We follow the same fine-tuning method as in our previous work (the reader is referred to the original work7 for details on the fine-tuning) except that we now used GPT-J-6B, Llama-3.1-8B, and Mistral-7B. In this procedure, the chemical context is formatted in a single representation as a question (Table 1). The binary class is given as a numeric value, i.e., 0 or 1, representing the respective chemical property.
Representation | Completion | Real |
---|---|---|
What is 〈Property〉 of 〈Materia〉? | 0 or 1 | Low or high |
The first iteration used default fine-tuning hyperparameter values (see ESI Note 2†). This allowed us to gain some insights into whether such an approach can be used as a black box without expertise in using LLMs or if some tweaking is needed to get sufficiently accurate results.
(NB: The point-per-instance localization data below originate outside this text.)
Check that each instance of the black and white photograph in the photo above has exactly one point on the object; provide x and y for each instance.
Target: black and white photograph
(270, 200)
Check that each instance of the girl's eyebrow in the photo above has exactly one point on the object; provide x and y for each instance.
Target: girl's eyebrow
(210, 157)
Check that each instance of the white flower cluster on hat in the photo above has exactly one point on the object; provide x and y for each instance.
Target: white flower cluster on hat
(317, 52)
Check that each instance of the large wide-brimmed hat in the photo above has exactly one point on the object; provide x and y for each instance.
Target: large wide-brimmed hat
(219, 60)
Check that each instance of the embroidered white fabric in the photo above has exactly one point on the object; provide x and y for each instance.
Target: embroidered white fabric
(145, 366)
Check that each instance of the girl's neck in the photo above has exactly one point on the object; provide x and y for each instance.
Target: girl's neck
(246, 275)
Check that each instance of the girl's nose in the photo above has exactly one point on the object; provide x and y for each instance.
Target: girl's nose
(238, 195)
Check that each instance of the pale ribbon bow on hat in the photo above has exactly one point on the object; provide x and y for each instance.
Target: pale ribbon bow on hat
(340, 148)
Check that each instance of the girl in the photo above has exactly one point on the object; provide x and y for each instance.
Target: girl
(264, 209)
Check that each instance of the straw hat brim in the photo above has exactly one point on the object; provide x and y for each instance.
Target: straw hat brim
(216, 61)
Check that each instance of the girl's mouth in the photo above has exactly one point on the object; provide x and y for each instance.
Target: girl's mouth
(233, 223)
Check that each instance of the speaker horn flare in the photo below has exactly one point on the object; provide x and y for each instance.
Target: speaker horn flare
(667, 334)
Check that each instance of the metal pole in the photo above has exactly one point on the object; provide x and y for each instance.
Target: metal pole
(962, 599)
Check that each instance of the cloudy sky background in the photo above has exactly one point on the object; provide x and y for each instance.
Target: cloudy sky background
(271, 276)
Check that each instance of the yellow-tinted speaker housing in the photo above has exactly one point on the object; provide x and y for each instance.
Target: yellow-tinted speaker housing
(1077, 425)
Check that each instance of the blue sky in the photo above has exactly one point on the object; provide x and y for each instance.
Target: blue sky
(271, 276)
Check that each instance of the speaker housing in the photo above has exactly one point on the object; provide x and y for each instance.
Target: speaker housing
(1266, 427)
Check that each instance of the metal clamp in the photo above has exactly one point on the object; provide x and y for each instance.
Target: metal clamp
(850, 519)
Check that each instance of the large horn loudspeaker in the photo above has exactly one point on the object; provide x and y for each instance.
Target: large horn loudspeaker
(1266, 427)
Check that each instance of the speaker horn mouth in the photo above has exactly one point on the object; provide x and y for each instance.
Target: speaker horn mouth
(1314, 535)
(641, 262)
After analyzing the first result, in some case studies, increasing the number of epochs, i.e., the times the model sees the training data, significantly increased the model's performance. This gives us insights into the fine-tuning procedure. This second step typically requires some more experience with these LLMs.
The remarkable aspect of these results is that we have a hypothetical model polymer for which simulations compute the free energies. Yet, the LLM can correlate a sequence of 20 (arbitrarily chosen) characters of the type “A” and “B” to the free energy, suggesting no potential data leakage.
As the melting point of many chemicals is reported, we first studied how well ChatGPT (OpenAI's GPT-3.5) can classify the melting point as high or low. Using the front-end interface, we prompted “What is the melting point of 〈name of molecule〉?” and saw that only 50% of the time it predicted this correctly, which is no better than random guessing. In contrast, models trained on the IUPAC name reached an accuracy of 66%. Interestingly, our fine-tuned models trained on the SMILES of the molecules could predict the melting point with an accuracy of 69% (GPT-J). The fine-tuned model proves to compete with traditional ML models.
As the dynamic viscosity value of many chemicals is also reported, we evaluated (via ChatGPT) how well OpenAI's GPT-3.5 model can classify the viscosity as high or low. Our prompt was “What is the dynamic viscosity of 〈name of molecule〉?” Our results showed that viscosity was not better predicted than random guessing, with an accuracy of 55% when the chemical name was provided as input to the model.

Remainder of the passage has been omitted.